Prompt Public Large Language Models to Synthesize Data for Private On-device Applications
Shanshan Wu, Zheng Xu, Yanxiang Zhang, Yuanbo Zhang, Daniel Ramage
TL;DR
The paper tackles privacy-preserving on-device language modeling by using LLM prompts to synthesize server-side pre-training data that approximates private user distributions.

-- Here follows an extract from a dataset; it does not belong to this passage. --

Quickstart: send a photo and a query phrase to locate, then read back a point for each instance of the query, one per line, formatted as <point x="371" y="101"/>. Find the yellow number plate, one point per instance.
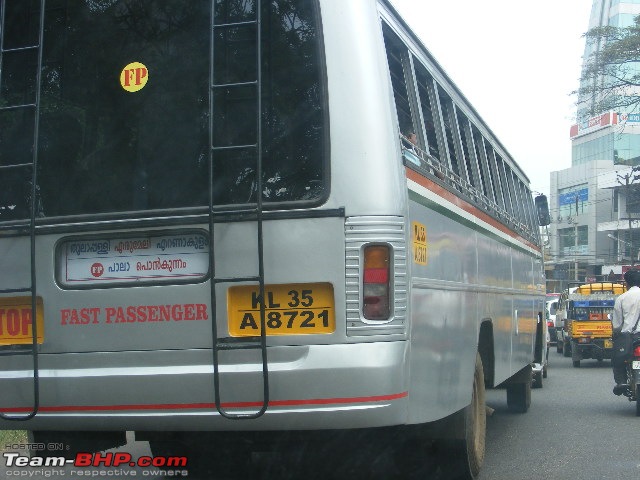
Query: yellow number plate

It introduces three prompt types—filtering public data for mobile relevance, generating diverse mobile-chat, and transforming public text into conversations—and combines them into a hybrid dataset (LLM-mix-166G) that outperforms a C4 baseline in subsequent DP-FL fine-tuning. In production-scale experiments on Gboard across en-US and en-IN, pre-training on the synthetic data yields substantial NWP gains ($22.8\%$ and $19.0\%$ relative) and faster convergence under DP-FL, with production A/B tests showing improvements in typing metrics. A follow-up study demonstrates that post-hoc filtering with a privately trained LM (LLM-prox-32G) can further improve data quality and on-device NWP accuracy. Overall, the approach demonstrates the viability of LLM-driven synthetic data to reduce distribution mismatch and privacy costs in real-world privacy-preserving FL for mobile keyboards.
Abstract
Pre-training on public data is an effective method to improve the performance for federated learning (FL) with differential privacy (DP). This paper investigates how large language models (LLMs) trained on public data can improve the quality of pre-training data for the on-device language models trained with DP and FL. We carefully design LLM prompts to filter and transform existing public data, and generate new data to resemble the real user data distribution. The model pre-trained on our synthetic dataset achieves relative improvement of 19.0% and 22.8% in next word prediction accuracy compared to the baseline model pre-trained on a standard public dataset, when evaluated over the real user data in Gboard (Google Keyboard, a production mobile keyboard application). Furthermore, our method achieves evaluation accuracy better than or comparable to the baseline during the DP FL fine-tuning over millions of mobile devices, and our final model outperforms the baseline in production A/B testing. Our experiments demonstrate the strengths of LLMs in synthesizing data close to the private distribution even without accessing the private data, and also suggest future research directions to further reduce the distribution gap.